We're about due for a Bad Winter, according to the old-timers. We get a rough winter roughly every 10 years, they say, and it's been about a decade since our last Bad Winter. so we're due.
Why is it that some people have to be so curmudgeonly, such downers? After all, the world already has enough talk radio hosts. Some folks simply can't be happy unless they're upset about something, I guess.
But back to winter. It's already too late for our current winter to qualify as a Bad Winter. Bad Winters arrive early and stay late, like an obnoxious in-law who comes for Thanksgiving and is still munching Cheetos on your couch when Memorial Day rolls around.
There are folks who actually look forward to Bad Winters. This is mainly because it feels good to tell kids how tough it was "back when," such as that Bad Winter when the snow was so deep you could go sledding off the barn roof.
I am old enough to be able to recall several Bad Winters. One of the most memorable was my 18th winter, when I was the live-in hired hand at a Hartford dairy farm.
Shortly after starting my job in the first week of November, a Bad Winter came roaring down from the north. It shrieked and howled, turning the rolling brown prairie into a frozen ocean of tortured white waves.
A brittle, Siberia-like cold descended. Men and machines creaked and groaned when they first moved each morning.
After morning chores the boss and I would report to the house where his wife would serve us a hearty breakfast. The boss would then lay down on the floor for a half-hour nap. During this hiatus I had no choice but to watch "The Price Is Right" and discuss topics of the day with Holly, the boss's three-year-old granddaughter.
Holly was proud of her coloring abilities. She would often make up stories about what she was coloring: this blue rabbit is hiding from a fox, this purple and orange cow is looking for her calf.
Holly schooled me about the proper way to hold a crayon and I reciprocated by teaching her how to wink.
The Bad Winter wore on and on. One day it regarded us puny humans with a baleful eye and decided that we weren't suffering enough. The next storm arrived with a fanatical fury, lashing us with windchills normally associated with the formation of permafrost.
Chores seemed to take forever in that deep, deadly cold. The snow creaked underfoot, a sound that's about as enjoyable as fingernails on a chalkboard.
We heard a distant rumble as we finished morning chores. The milk truck had foundered in a snowdrift several hundred yards from the driveway, and I was summarily "volunteered" to walk out to the truck and help the driver shovel.

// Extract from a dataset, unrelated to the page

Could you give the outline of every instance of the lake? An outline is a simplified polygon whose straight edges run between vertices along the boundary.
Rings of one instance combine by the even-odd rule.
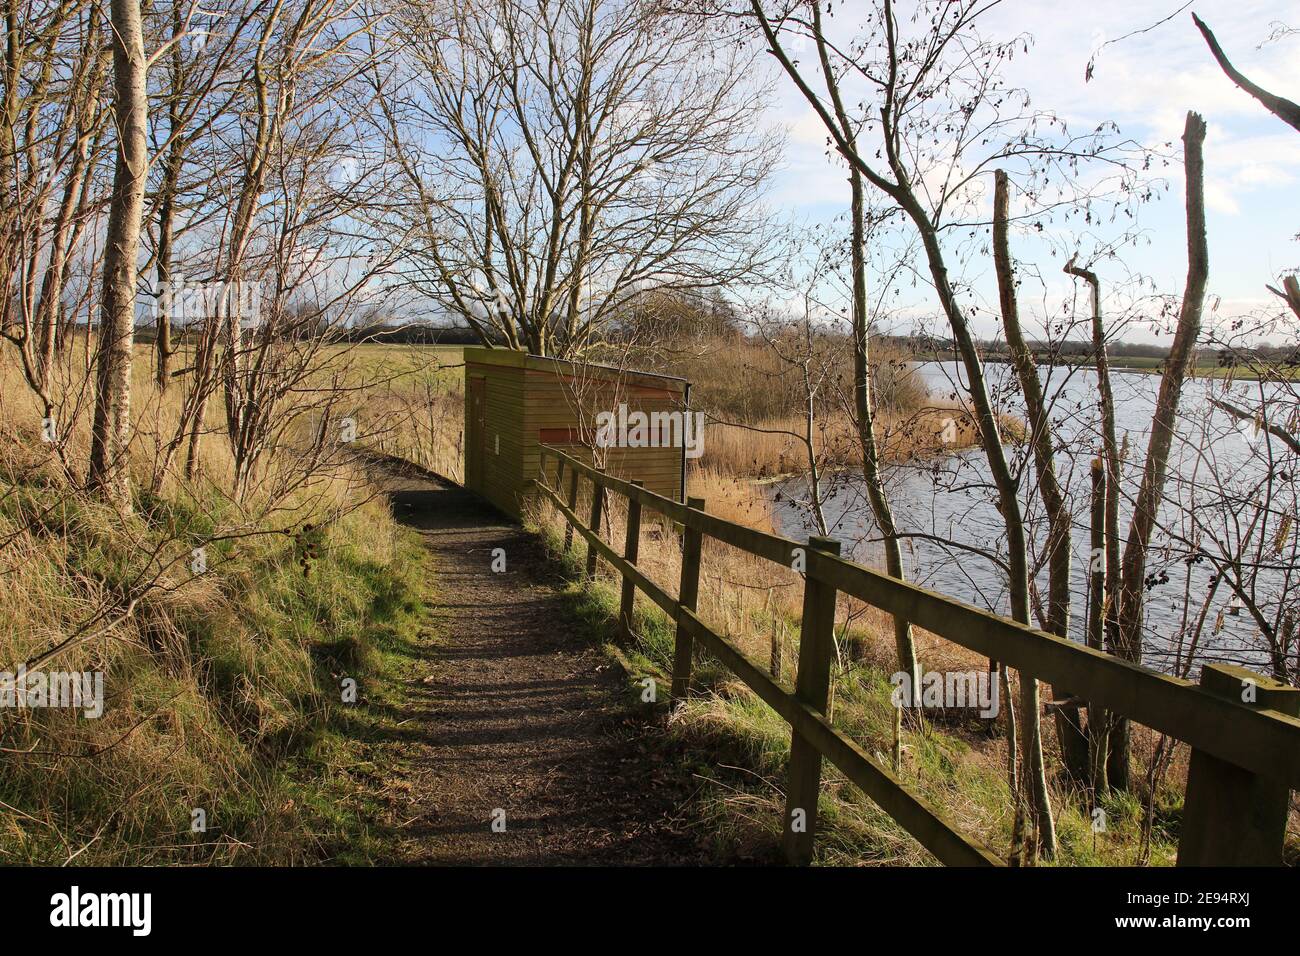
[[[958,363],[921,363],[915,366],[914,373],[929,387],[936,400],[956,400],[965,394],[965,377]],[[1082,640],[1088,589],[1089,468],[1100,448],[1097,375],[1093,369],[1062,366],[1043,366],[1039,374],[1045,394],[1054,397],[1051,417],[1058,437],[1057,468],[1075,516],[1075,602],[1070,636]],[[989,364],[985,375],[995,405],[1004,411],[1022,414],[1023,405],[1019,391],[1014,387],[1011,367]],[[1117,435],[1121,442],[1126,434],[1128,438],[1123,490],[1131,496],[1141,481],[1151,416],[1161,379],[1158,375],[1112,372],[1111,380],[1115,391]],[[1250,512],[1249,503],[1261,493],[1264,477],[1270,473],[1270,468],[1276,474],[1282,459],[1280,443],[1276,439],[1262,434],[1253,424],[1241,423],[1216,408],[1210,401],[1211,397],[1227,397],[1239,407],[1247,408],[1258,407],[1261,400],[1264,407],[1270,409],[1283,405],[1290,408],[1295,404],[1294,392],[1283,386],[1210,379],[1197,379],[1186,385],[1180,408],[1179,437],[1170,455],[1170,482],[1160,512],[1161,523],[1169,524],[1176,534],[1173,537],[1162,535],[1157,528],[1147,568],[1148,572],[1161,577],[1149,592],[1144,655],[1150,666],[1164,670],[1173,669],[1179,637],[1200,612],[1214,573],[1208,561],[1186,561],[1187,545],[1180,543],[1177,536],[1205,542],[1211,540],[1207,529],[1217,529],[1216,535],[1228,539],[1233,539],[1234,535],[1243,536],[1241,516]],[[1015,449],[1017,463],[1023,460],[1026,452],[1027,449]],[[1294,470],[1295,464],[1292,456],[1289,467]],[[1031,463],[1021,473],[1022,502],[1029,500],[1027,493],[1033,480]],[[1004,554],[1005,530],[991,497],[988,465],[983,452],[978,449],[933,461],[891,466],[886,490],[901,532],[934,536],[970,548]],[[883,567],[883,552],[861,476],[845,473],[828,478],[824,482],[824,494],[824,510],[832,525],[830,533],[843,541],[845,554],[851,554],[863,563]],[[803,479],[788,479],[771,485],[769,495],[779,533],[795,538],[813,533],[813,522],[806,509],[798,504],[801,498],[806,501],[808,497]],[[1269,500],[1284,502],[1281,506],[1288,513],[1294,512],[1294,483],[1287,484],[1281,496],[1275,491]],[[1036,495],[1026,508],[1027,519],[1035,521],[1038,526],[1040,533],[1037,538],[1041,544],[1045,522]],[[1201,517],[1199,528],[1187,518],[1188,509],[1195,509]],[[1128,534],[1130,511],[1129,502],[1121,499],[1121,540]],[[1257,533],[1256,537],[1261,536]],[[1257,559],[1268,565],[1259,571],[1255,581],[1261,600],[1276,607],[1285,600],[1287,585],[1296,573],[1294,547],[1284,550],[1281,557],[1268,561],[1263,560],[1267,557],[1263,551],[1269,549],[1261,550],[1259,541],[1253,543]],[[968,603],[1006,612],[1005,577],[988,558],[969,549],[923,537],[905,539],[903,555],[911,580]],[[1167,579],[1163,575],[1167,575]],[[1046,577],[1044,571],[1038,581],[1044,596]],[[1244,610],[1234,613],[1234,604],[1229,589],[1221,586],[1207,613],[1199,659],[1259,667],[1266,660],[1261,650],[1262,637]],[[1221,630],[1212,634],[1220,611],[1223,612]]]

Outside the shelter of the trees the windchill cooled the atmosphere to the point where it became a liquid. Slogging through the slushy air, I realized that my only hope for surviving would be to shovel fast and hard.
After freeing the milk truck, I walked back and reported for breakfast. The boss was already engaged in his nap and Holly was quietly coloring. Glancing up from her work, Holly appraised me and announced, "Your nose looks funny."